Paylaş
Birlikte olduğum bir genç vardı. Onunla dört buçuk sene önce bir şirkette tanıştık ve birlikte olmaya başladık. O zamanlar erkeklere karşı güvenim yoktu. Bir iki kere ayrıldık ama dayanamayıp tekrar birleştik. Bir sene sonra o askere gitti. Gitmeden önce kendi aramızda yüzük takmıştık, birbirimizi sonsuza kadar bırakmayacağımıza dair yeminler etmiştik. O gelinceye kadar her gece onunla sabahladım, gecem gündüzüm onunla geçti. Allah’ın izniyle sağ salim geldi. Her şey çok güzel gidiyordu. Ailesiyle de tanışmıştım. Bana o kadar iyi davranıyorlardı ki...
Ailesini kendi ailem gibi benimsemiştim. Bir süre sonra da aileler birbirleri ile tanıştı. Her şey iyiydi ama ne olduysa yazın memleketleri Afyon’a gidip, üç ay kalıp döndüklerinde oldu. Bana karşı çok soğuk davranmaya başladılar ve zorla ayırdılar bizi. Neden böyle yaptıklarını öğrenmek için telefon açtım, bana tek sebep olarak farklı memleketten olduğumu söylediler. Oysa aramızda herhangi bir mezhep farkı da yoktu. Bu zamana kadar herhangi bir hatam ya da kusurum olmamış onlara karşı ama böyle karar almışlar.
Sevdiğim genç de elinden geleni yaptı ama başarılı olamadı. Ailesi “ya biz ya o” demiş. “Mecburen ayrılacağız” diye yarı yolda bıraktı beni. Önceleri benim ailem de istememişti ama ben bir şekilde onları ikna etmeyi başarmıştım ama o yapamadı, pes etti. Şimdi üç aydır ayrıyız ve bu üç ay boyunca gözümden yaş eksik olmadı. Ben onun için her şeyi göze almıştım, ne derlerse kabul etmiştim. Ama onlar benim sevgimi anlayamadılar. Bana “Üç ay sonra unutursun” dediler. Oysa ben onu günlük veya aylık sevmedim ki, benim sevgim bir ömürlüktü. Evlilik planları kurup şimdiden doğacak çocuklarımızın isimlerini bile koymuştuk ama hepsi hayal oldu. Sanki Sivaslı olmam suçmuş gibi? Her şey annesinde bitiyor. Annesi ikna olsa hiç beklemeden evleneceğiz ama olmuyor.
Geçen bayram da ailesiyle birlikte Afyon’a gitti. Orada ailesinin gösterdiği bir kızla konuşuyormuş şimdi. Hiç mi sızlamadı yüreği?
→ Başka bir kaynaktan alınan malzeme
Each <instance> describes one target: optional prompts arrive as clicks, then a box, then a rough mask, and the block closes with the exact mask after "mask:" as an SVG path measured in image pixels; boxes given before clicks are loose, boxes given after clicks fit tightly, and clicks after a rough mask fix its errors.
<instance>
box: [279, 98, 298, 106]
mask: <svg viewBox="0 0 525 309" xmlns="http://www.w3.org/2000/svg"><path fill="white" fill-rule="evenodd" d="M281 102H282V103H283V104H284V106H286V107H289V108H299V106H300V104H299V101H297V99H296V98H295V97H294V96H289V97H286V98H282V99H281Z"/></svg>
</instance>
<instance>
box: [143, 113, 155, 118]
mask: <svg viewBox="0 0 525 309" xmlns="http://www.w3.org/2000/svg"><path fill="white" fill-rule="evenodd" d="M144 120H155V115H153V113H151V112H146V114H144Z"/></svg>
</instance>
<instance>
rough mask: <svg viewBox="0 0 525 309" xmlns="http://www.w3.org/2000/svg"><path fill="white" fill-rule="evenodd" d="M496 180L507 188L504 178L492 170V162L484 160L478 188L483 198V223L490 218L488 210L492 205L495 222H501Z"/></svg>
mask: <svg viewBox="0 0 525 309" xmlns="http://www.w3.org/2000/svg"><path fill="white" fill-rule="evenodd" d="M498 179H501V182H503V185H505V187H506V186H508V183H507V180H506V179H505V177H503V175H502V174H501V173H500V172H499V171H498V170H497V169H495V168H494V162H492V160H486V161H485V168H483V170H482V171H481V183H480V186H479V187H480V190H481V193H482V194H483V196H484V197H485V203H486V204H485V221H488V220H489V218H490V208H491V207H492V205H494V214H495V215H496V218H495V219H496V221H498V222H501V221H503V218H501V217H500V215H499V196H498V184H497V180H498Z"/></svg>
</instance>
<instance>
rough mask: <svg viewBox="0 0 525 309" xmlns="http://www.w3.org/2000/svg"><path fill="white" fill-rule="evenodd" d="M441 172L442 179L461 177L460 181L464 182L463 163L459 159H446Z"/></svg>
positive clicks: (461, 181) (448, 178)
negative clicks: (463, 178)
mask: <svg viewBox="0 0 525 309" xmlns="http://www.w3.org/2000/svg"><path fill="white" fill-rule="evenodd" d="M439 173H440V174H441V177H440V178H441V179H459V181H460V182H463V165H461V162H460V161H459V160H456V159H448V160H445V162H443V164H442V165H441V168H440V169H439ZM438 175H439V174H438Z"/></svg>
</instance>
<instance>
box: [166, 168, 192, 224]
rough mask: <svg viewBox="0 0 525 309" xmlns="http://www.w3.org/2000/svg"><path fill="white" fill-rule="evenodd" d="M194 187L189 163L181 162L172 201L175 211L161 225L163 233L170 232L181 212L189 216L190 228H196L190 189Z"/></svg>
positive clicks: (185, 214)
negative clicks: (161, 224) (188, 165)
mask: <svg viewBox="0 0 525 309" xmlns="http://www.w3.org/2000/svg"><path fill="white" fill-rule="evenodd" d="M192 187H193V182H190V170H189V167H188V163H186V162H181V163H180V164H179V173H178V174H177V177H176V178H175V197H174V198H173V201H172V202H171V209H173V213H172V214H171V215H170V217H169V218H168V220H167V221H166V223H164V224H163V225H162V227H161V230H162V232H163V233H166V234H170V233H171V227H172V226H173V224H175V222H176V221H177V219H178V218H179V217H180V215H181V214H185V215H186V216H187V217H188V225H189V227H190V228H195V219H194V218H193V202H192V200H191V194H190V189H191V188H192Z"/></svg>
Yine aynı iş yerinde çalışıyoruz, onu her gün gördükçe canımdan can gidiyor. Şimdi diyeceksin ki, “ayrıl işyerinden, unut, yeni bir hayat kur kendine”...
Ama neden ben çıkayım benim hayatımı o kararttı, beni o öldürdü, beni o yarı yolda bıraktı... Kendi istediği için değil ailesi istediği için yapıyor bunu, biliyorum.
Önceleri karanlıktan korkar, yağmurdan ürperirdim. Şimdi karanlıklar sırdaşım, yağmurlar ise gözyaşım oldu.
? RUMUZ: YIKILMIŞ HAYALLER
Evet kızım aynen böyle söyleyeceğim “İş yerinden ayrıl, başka işe gir, onu görme ve konuşma fırsatın olmasın, yoksa onu unutamazsın?” diyeceğim. Bu yaptığın kendi kendine eziyet, bir tür mazoşizm çünkü. Onu unutmak istiyor musun gerçekten? O her gün karşında. Bu şekilde nasıl unutursun, söyle bana?
Ama sen hâlâ umutlusun sanırım. Bütün mesele burada. O ailesinin sözünden çıkamıyor, zayıf yapılı bir genç. Zaten eminim yazın gittiklerinde bir kız bulmuşlardır ona. Tabii aile zoruyla da olsa kabul etmiş olmalı. Şimdi büyük ihtimalle onunla evlilik hazırlığı içinde?
Daha ne bekliyorsun? Nasıl hâlâ umutlanıyorsun? Kızma bana kızım, ama başka çıkar yolun yok. “Gözden ırak, gönülden ırak” demiş büyüklerimiz. Bu sözün çok büyük gerçek payı var.
Unutmak için, kalbine taş basacaksın, başka işe girecek, kendine yeni çevre edinecek, başka uğraşlar edineceksin. Zamanı gelince bir başkasını da seveceksin?